Hence the life of a thalassemic is a never ending struggle. Their monthly calendar is filled with appointments of blood transfusion, blood tests, appointments with various dexa, MRI, USG, Echo and then follow up with the reports with the hematologist, Hepatologist, endocrinologist, Cardiologist and then procure this vast number of medicines and take them. By the time he finishes doing all this it’s time for next transfusion. As a child this kid has to balance school and other extra-curricular’s with this. As a grown-up it is even tougher, he has to meets the demands of the work-place with this crazy demanding schedule of transfusions, investigations and treatment.
Currently, India is Thalassemia capital of the world. We have 2,00,000 thalassemics struggling in our country. Our government is helping, our doctors are helping, a lot of NGOs are helping still almost 50-60 % have stunted growth, 30%-40% have heart, liver diseases n 10-15% have viral infections. Only 21% achieve college education, only 15% are able to get married, only 20 % are able to have a job. All this is achieved at a cost of about 1.5-2lakhs/child/year, the cost increases every year as the weight of the child increases. Now imagine a lifetime cost of a thalassaemic child will be in crores.
The only Curative option to this problem is a Bone Marrow Transplant (BMT). Bone Marrow transplant will free the child from the lifelong struggle of transfusions and the side-effects of the same. These kids can have a normal life thereafter. The challenge is to transplant the kid as soon as possible. Best outcome of transplant is seen in kid’s age 2-10 years of age, particularly if a matched donor is available. The success rate of BMT is to the tune of 95%.
At Anandrishiji Hospital and Medical Research Center this department is headed by experienced and renowned Dr. Liza Balsara.

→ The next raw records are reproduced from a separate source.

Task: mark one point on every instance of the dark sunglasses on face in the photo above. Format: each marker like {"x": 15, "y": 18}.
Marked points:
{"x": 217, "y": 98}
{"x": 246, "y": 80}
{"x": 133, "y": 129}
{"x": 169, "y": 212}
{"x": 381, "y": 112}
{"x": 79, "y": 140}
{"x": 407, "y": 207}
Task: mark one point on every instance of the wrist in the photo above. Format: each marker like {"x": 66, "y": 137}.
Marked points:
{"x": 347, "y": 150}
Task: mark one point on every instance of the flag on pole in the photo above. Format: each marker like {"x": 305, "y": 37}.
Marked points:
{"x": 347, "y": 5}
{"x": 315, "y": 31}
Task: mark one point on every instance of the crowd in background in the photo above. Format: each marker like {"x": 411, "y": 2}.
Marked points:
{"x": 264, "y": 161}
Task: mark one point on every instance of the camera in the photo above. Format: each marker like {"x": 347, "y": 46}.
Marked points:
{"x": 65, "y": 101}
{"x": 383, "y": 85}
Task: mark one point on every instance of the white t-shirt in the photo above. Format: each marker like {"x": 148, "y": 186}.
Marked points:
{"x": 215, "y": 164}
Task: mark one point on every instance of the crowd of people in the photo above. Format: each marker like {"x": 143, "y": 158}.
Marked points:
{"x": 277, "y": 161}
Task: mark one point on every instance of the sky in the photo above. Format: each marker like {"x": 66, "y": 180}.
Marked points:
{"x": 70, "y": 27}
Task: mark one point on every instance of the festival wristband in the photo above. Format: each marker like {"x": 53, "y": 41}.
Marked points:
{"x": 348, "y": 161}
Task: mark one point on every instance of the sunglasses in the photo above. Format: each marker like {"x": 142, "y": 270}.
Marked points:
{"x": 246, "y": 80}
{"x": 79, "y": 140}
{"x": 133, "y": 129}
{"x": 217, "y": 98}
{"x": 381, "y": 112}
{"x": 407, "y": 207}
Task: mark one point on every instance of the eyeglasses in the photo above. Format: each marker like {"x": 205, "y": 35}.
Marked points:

ARH is comprehensive day-care centre working for thalassemia since last 2 years under 3 fronts Care, Cure and Curb. With its various collaborations it has been able to conduct multiple prevention camps in a lot of colleges of Ahmednagar. They identify thalassemia carriers and counsel them, hence prevent thalassemia birth. ANC counseling, screening and detection of a thalassemia pregnancy is possible at Rudhir.